In the late 1950s, computers ran so slowly that you might wander off for coffee, or even go home to bed, while you waited for your office’s machine to work through a problem. But Doug Engelbart, an electrical engineer, envisioned a computer fast enough to react instantly to commands. And a machine like that, he decided, would need a driver’s seat.

20世纪50年代末,电脑运行异常缓慢,等待办公室的电脑完成一项工作期间,你都能出去喝杯咖啡,或者干脆回家躺会儿了。但是电子工程师道格·恩格尔巴特(Doug Engelbart)预见到将来电脑可以快到足以马上对命令做出反应。他觉得,这样一台机器需要配备“驾驶席”才行。

Engelbart had always been good at solving mechanical problems. When he was 13, his neighbor had an old Ford sitting in his barn, his daughter Christina told me. “My dad got it running again,” she said. “A car in those days — you used the steering wheel, a choke and both of your feet on the pedals. Your whole body was involved.” (Her father, now 88, is no longer giving interviews.)


Engelbart wanted to give people the same kind of physical control over a computer. In 1963, he began a series of experiments at his lab at the Stanford Research Institute, placing subjects in front of a monitor that looked like a 1950s TV set. The screen, as round as a porthole, displayed flickering words. Various devices were used to move the cursor — to correct an error or add a sentence — requiring so much new technology that the workstation cost about $100,000. Engelbart even rigged a helmet-mounted pointer that let you move the cursor with a nod of your head, but users found it awkward. In the end, the best cursor-control device turned out to be a box on wheels that you rolled around the desk like a toy car, which Engelbart designed himself.

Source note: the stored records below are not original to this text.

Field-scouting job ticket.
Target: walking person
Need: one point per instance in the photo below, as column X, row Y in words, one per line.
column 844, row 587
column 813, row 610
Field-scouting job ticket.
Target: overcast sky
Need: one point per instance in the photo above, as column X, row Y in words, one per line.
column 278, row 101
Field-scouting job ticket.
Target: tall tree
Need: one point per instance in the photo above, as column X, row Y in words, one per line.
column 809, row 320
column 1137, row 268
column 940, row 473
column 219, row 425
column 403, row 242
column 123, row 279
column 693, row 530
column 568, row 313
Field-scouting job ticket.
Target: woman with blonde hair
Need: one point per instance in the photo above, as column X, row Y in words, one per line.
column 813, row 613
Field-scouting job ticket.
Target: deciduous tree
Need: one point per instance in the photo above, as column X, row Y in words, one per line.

恩格尔巴特希望让人们能像开车那样,用身体控制电脑。1963年,他在自己位于斯坦福研究所(Stanford Research Institute)的实验室里开始了一系列试验,把各种东西放在一台好像20世纪50年代电视机的监控器前面。它的屏幕是舷窗一样的圆形,上面显示着闪动的字词。各种用来移动屏幕上光标的设备(修改错误,增添句子)需要大量新技术,足足花了工作站10万美元。恩格尔巴特甚至制造出装在头盔上的指针,可以通过点头的动作控制光标,但使用者觉得它太不灵活。最后,恩格尔巴特亲手设计出了最好的光标控制装置——一个带滚轮的小盒子,可以像玩具车一样滑过桌面。

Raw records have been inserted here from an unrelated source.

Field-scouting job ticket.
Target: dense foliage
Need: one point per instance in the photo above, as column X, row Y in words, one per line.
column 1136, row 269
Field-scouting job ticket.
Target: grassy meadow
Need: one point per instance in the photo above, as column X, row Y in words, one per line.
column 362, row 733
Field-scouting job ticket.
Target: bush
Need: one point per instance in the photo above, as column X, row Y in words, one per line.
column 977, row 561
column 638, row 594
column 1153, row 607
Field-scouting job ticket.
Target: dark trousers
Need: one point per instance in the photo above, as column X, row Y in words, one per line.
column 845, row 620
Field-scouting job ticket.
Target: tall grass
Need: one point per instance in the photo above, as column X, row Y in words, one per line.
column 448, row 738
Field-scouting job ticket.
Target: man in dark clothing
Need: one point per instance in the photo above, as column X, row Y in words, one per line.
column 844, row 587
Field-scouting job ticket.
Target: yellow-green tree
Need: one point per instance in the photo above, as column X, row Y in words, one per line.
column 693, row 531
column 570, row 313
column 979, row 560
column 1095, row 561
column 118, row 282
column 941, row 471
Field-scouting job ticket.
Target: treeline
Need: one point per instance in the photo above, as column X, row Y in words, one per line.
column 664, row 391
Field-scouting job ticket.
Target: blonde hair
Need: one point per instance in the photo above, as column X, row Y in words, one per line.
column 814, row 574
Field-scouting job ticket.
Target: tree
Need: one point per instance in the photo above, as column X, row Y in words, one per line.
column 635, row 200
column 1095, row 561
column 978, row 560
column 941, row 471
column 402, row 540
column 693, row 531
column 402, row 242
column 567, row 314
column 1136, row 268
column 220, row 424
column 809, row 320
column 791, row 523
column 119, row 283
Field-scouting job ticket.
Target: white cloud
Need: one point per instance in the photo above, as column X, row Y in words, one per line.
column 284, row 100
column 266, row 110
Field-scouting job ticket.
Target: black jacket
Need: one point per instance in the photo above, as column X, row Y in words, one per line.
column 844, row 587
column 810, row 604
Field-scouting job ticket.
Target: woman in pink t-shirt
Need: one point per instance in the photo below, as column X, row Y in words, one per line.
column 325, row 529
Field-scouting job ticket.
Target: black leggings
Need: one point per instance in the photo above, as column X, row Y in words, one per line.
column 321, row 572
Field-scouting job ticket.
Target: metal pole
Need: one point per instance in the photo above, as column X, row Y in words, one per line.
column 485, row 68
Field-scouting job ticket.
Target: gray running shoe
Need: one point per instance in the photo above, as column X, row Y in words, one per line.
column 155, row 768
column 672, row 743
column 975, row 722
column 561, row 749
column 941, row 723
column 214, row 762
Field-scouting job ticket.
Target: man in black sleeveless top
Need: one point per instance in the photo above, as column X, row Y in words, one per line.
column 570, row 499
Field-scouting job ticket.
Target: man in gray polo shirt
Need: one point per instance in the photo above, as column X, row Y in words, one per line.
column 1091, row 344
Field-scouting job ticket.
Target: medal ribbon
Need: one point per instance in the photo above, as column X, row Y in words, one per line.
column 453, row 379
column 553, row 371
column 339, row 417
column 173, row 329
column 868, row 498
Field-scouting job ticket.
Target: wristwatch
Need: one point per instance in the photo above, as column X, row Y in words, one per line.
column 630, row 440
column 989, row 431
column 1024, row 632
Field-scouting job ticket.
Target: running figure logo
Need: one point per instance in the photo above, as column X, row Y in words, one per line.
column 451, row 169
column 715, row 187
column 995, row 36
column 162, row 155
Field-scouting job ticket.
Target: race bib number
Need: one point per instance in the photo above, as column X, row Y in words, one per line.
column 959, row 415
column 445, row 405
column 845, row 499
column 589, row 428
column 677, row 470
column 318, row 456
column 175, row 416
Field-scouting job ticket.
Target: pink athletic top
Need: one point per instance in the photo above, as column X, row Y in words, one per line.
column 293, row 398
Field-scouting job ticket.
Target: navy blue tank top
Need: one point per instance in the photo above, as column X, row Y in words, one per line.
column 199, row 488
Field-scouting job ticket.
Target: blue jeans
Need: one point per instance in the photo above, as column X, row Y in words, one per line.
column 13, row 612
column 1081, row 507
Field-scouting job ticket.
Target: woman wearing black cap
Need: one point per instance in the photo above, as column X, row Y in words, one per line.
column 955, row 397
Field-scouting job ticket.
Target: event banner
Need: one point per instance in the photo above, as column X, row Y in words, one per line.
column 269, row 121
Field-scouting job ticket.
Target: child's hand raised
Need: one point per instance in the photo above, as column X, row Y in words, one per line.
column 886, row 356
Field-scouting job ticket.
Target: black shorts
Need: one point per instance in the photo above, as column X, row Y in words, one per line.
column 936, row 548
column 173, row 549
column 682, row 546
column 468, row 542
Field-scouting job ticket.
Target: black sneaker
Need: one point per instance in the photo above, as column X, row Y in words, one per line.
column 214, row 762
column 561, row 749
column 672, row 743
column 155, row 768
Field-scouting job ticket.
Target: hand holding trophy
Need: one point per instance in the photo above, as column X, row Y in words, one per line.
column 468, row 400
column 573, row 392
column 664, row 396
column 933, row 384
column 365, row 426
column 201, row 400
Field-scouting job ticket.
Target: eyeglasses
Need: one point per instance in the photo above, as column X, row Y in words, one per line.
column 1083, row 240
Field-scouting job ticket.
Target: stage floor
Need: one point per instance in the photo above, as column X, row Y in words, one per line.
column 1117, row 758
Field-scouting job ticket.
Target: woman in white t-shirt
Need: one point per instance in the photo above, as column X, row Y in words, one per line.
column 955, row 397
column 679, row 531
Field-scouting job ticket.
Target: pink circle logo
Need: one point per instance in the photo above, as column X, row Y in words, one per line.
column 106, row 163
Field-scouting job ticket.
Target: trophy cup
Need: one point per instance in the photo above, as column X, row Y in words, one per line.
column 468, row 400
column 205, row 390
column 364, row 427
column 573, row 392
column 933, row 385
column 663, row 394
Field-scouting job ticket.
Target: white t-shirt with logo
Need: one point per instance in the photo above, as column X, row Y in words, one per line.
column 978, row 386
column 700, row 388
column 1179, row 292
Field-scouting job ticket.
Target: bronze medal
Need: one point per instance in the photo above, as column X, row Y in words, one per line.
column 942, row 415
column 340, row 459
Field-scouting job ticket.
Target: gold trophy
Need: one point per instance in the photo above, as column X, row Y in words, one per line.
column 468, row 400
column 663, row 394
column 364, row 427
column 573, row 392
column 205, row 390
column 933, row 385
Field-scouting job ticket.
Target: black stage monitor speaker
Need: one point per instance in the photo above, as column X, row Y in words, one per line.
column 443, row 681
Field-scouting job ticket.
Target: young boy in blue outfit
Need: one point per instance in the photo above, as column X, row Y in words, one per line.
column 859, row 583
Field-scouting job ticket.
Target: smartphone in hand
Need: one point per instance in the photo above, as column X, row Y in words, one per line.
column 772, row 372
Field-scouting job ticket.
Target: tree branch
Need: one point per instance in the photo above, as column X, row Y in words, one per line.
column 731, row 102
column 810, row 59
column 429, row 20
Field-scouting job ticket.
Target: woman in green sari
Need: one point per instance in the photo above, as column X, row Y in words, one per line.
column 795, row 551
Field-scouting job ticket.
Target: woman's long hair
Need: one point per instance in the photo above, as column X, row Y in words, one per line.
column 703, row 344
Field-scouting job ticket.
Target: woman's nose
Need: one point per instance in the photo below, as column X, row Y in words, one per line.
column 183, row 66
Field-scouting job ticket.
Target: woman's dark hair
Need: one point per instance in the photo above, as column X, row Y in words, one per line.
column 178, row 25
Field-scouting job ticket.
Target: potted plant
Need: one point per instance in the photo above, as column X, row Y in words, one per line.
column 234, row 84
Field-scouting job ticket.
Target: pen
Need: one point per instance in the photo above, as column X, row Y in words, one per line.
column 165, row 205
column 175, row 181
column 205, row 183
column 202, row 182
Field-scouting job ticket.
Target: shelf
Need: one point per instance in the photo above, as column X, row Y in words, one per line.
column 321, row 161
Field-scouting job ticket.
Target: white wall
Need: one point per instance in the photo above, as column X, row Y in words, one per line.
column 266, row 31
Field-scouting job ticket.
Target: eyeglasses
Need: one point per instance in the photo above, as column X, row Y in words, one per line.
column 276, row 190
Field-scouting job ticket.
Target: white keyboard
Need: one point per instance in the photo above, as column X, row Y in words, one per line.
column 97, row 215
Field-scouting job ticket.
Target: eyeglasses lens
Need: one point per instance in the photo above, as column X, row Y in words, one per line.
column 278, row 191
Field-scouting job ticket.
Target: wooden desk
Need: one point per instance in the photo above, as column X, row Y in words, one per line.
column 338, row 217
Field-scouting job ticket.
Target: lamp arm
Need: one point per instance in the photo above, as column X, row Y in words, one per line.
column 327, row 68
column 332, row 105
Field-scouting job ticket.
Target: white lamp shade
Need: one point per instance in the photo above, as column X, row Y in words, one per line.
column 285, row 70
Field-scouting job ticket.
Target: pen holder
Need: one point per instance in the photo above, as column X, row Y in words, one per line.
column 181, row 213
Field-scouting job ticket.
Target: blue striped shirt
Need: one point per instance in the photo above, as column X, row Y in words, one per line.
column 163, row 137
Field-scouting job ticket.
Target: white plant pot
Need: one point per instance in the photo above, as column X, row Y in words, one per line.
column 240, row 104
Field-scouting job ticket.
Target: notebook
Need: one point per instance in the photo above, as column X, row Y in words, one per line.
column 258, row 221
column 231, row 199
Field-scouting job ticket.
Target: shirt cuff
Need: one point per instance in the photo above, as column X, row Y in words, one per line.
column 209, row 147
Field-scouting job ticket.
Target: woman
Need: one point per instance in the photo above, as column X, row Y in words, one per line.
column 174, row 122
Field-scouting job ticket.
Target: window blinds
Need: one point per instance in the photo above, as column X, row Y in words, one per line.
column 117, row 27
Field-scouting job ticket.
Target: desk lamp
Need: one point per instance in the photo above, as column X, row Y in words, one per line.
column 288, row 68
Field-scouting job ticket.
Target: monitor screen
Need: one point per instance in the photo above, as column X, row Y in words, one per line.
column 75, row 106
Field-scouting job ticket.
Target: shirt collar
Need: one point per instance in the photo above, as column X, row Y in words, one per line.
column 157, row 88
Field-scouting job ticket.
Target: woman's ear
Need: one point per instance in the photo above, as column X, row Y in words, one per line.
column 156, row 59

The researchers in his lab nicknamed this device the mouse. “It was just what they called it affectionately,” Christina Engelbart said. Her father thought the name sounded unprofessional, so he christened it the “X-Y position indicator for a display system.” But with its wire tail and way of scampering across the desk, the gizmo was born cute. The name stuck.

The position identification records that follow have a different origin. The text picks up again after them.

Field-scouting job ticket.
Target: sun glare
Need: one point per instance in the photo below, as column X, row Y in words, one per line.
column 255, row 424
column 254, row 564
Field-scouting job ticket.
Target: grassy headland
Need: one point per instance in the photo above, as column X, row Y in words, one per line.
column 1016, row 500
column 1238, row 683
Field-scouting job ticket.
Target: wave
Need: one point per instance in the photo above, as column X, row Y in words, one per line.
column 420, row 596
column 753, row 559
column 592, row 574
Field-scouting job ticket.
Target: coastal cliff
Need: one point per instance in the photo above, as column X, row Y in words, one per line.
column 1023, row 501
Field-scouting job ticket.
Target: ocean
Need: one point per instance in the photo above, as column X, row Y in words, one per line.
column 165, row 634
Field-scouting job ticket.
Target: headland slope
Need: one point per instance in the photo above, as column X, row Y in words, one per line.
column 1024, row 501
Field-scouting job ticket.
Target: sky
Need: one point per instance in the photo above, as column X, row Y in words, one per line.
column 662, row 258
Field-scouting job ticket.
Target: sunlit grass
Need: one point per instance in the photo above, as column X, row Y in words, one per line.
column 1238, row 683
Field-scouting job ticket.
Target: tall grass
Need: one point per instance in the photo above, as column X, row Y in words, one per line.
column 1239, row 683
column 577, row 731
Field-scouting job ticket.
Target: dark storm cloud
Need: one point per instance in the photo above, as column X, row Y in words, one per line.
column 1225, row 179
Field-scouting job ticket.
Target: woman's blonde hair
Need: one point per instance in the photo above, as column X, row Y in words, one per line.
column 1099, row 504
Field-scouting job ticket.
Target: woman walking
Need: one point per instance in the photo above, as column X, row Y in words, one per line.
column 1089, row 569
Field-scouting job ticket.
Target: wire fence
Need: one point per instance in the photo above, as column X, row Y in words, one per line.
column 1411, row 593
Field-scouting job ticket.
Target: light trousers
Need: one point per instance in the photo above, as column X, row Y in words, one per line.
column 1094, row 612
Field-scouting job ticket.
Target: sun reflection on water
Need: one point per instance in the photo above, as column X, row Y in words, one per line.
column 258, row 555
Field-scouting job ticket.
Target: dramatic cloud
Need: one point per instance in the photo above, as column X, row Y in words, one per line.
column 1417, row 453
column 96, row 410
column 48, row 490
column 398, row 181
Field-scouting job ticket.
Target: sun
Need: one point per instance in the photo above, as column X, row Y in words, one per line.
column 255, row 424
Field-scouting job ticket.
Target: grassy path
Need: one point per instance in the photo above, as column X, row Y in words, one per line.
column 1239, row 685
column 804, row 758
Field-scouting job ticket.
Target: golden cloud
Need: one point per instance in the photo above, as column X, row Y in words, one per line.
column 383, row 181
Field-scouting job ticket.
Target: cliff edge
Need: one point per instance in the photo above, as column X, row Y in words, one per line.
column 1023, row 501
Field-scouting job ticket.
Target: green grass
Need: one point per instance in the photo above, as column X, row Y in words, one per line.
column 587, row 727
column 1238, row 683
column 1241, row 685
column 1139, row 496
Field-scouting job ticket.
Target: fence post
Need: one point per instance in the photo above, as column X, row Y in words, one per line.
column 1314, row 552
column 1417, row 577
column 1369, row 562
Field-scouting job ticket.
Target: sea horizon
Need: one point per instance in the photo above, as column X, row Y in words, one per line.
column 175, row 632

Bill English, an engineer at the Stanford Research Institute lab in the ’60s, was instrumental in the design of the first mouse.

比尔·英格里希(Bill English)是20世纪60年代斯坦福研究所实验室里的工程师,曾经参与设计了第一只鼠标。

In Doug Engelbart’s lab, you also tried out a knee-operated pointer, right?


Oh, yes, the knee pointer, in terms of functionality, turned out to be second only to the mouse.


The knee? Who knew?


The knee can be a good controller. You’re rotating your foot, so you can precisely move the cursor to the left or right, up and down. But of course it was impractical, because the device had to be built to fit the person who operated it.


What kind of design considerations went into the mouse?


One of the fundamental things you had to decide was the ratio of mouse movement to the movement of the cursor on the screen. I remember sitting there playing with a box on my desk and thinking, How far would I be willing to move my hand to make the cursor move across a line of text? That’s how I got a feel for how big the wheel ought to be.


So you had to figure out what kind of hand gestures would be ideal for moving the cursor?


Yeah, I just moved a box around the desk and thought, That feels about right.


Are we still using the same kind of hand movements?


Well, let’s see. I’m sitting here at my screen right now and moving my mouse. Yeah, it’s pretty much the same as the original one.